Seer Stones
    Footnotes

    “Seer Stones,” Church History Topics

    “Seer Stones”

    Seer Stones

    For millennia, many people throughout the world have accepted the idea that physical objects can be used for sacred purposes. The Bible affirms that God worked through objects such as the rod of Aaron, a brass serpent, and the ark of the covenant. Jesus later healed a blind man by applying spittle to the man’s eyes.1

    The Book of Mormon describes a sacred purpose for specially designated stones. In one passage, the brother of Jared asked the Lord to touch 16 small stones, which were “white and clear, even as transparent glass” (Ether 3:1). After the Lord’s finger touched the stones, they provided light for the Jaredites as they journeyed across the ocean. Another verse speaks of sacred stones that “shall magnify to the eyes of men these things which ye shall write” (Ether 3:24).

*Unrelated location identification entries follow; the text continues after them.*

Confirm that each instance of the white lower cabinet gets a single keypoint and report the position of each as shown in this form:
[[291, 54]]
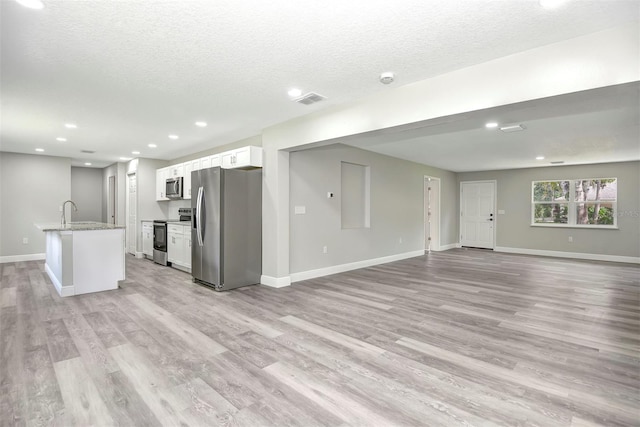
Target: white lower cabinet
[[147, 239], [179, 246]]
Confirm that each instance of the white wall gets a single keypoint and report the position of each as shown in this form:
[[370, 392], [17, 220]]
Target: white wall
[[86, 192], [396, 208], [514, 230], [32, 189]]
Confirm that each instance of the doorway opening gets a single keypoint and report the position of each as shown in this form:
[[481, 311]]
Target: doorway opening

    In Joseph Smith’s day, some individuals claimed that they had a gift to “see,” or receive divine or supernatural messages, through seer stones. These beliefs came from the Bible and from European cultural traditions brought to early America by immigrants. Joseph Smith and his family accepted these beliefs, and Joseph occasionally used stones he located in the ground to help neighbors find missing objects or search for buried treasure.2

    oval-shaped stone

    Seer stone belonging to Joseph Smith.

    When Joseph Smith received the golden plates in 1827, he also received a translation instrument with them, “two stones in silver bows” used by “‘seers’ in ancient or former times” (Joseph Smith—History 1:35). This instrument was referred to in the Book of Mormon as the “interpreters.” During the translation of the Book of Mormon, Joseph Smith apparently used both of these instruments—the interpreters and his seer stone—interchangeably. They worked in much the same way, and the early Saints sometimes used the term “Urim and Thummim” to refer to the seer stone as well as the interpreters. The Prophet also received several of the revelations found today in the Doctrine and Covenants by means of these instruments of revelation.3 As Joseph became more experienced in spiritual matters, he eventually started receiving revelation without these aids.4

    Related Topics: Book of Mormon Translation, Treasure Seeking, Joseph Smith’s 1826 Trial

    Notes

    1. Exodus 8:5–6, 16–17; Numbers 21:9; 1 Samuel 4:3–6; John 9:6.

    2. Richard E. Turley, Robin E. Jensen, and Mark Ashurst-McGee, “Joseph the Seer,” Ensign, Oct. 2015, 51.

    3. James R. B. Vancleave, letter to Joseph Smith III in Lyndon W. Cook, ed., David Whitmer Interviews: A Restoration Witness (Orem, Utah: Grandin Book, 1991), 239–40.

    4. Early in the spring of 1830, Joseph gave Oliver Cowdery the seer stone used in translating the Book of Mormon. Phineas Young, who had helped reunite Oliver Cowdery with the Church in the late 1840s, obtained the stone from Cowdery’s widow, and in turn gave it to his brother Brigham Young. After Brigham Young died, one of his wives, Zina D. H. Young, obtained a chocolate-colored seer stone from his estate that matched descriptions of the stone Joseph used to translate the Book of Mormon, and she donated it to the Church (see Richard E. Turley Jr., Robin S. Jensen, and Mark Ashurst-McGee, “Joseph the Seer,” Ensign, Oct. 2015, 53).